VSRM: A Robust Mamba-Based Framework for Video Super-Resolution¶
Conference: ICCV 2025
arXiv: 2506.22762
Code: N/A
Area: Image Restoration / Video Super-Resolution
Keywords: Video Super-Resolution, Mamba, State Space Model, Deformable Alignment, Frequency Loss
TL;DR¶
This work is the first to introduce Mamba into video super-resolution, proposing the Dual Aggregation Mamba Block (DAMB) for long-range spatiotemporal dependency modeling, the Deformable Cross-Mamba Alignment module (DCA) for more flexible inter-frame alignment, and the Frequency Charbonnier-like Loss (FCL) for improved high-frequency detail recovery, achieving state-of-the-art results on REDS4, Vid4, and Vimeo-90K.
Background & Motivation¶
Video super-resolution (VSR) aims to generate high-resolution frames from low-resolution video by exploiting complementary multi-frame information.
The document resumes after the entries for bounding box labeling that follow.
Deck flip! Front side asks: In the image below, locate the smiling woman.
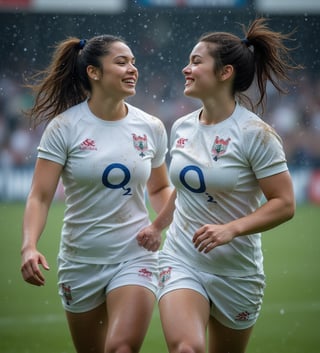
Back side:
[21,35,170,353]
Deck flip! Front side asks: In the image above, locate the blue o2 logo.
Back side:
[180,165,217,203]
[102,163,132,195]
[180,165,206,193]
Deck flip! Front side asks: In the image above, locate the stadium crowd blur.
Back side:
[0,4,320,203]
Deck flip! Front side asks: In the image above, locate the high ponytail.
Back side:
[26,35,125,126]
[199,18,301,111]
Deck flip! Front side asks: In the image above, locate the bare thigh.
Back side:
[159,289,210,353]
[105,285,155,353]
[208,317,253,353]
[66,303,108,353]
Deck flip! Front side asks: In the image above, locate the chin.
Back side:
[183,89,198,98]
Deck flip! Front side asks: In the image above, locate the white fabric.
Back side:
[38,102,167,264]
[163,105,287,276]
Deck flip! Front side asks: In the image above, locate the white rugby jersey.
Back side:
[38,101,167,264]
[163,104,287,276]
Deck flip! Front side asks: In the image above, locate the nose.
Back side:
[128,64,138,72]
[182,65,191,75]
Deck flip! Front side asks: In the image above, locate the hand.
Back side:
[192,224,234,254]
[137,224,161,251]
[21,250,50,286]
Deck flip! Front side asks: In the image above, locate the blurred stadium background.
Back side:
[0,0,320,204]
Current approaches are primarily CNN- or Transformer-based:
- CNN-based methods (e.g., BasicVSR) are constrained by local receptive fields and cannot effectively capture long-range inter-frame information.
- Transformer-based methods (e.g., PSRT, IART) offer powerful attention mechanisms, but full attention's quadratic complexity is impractical for long sequences; window attention reduces complexity at the cost of limited receptive field.
- Alignment modules: existing methods commonly use bilinear/nearest-neighbor interpolation for spatial alignment, where fixed weights cause feature distortion; IART proposes attention-based implicit interpolation but computes within fixed reference windows, limiting flexibility.
- Loss functions: pixel-level losses produce over-smoothing; perceptual losses introduce greater distortion; reconstruction–GT discrepancies are particularly pronounced in the frequency domain.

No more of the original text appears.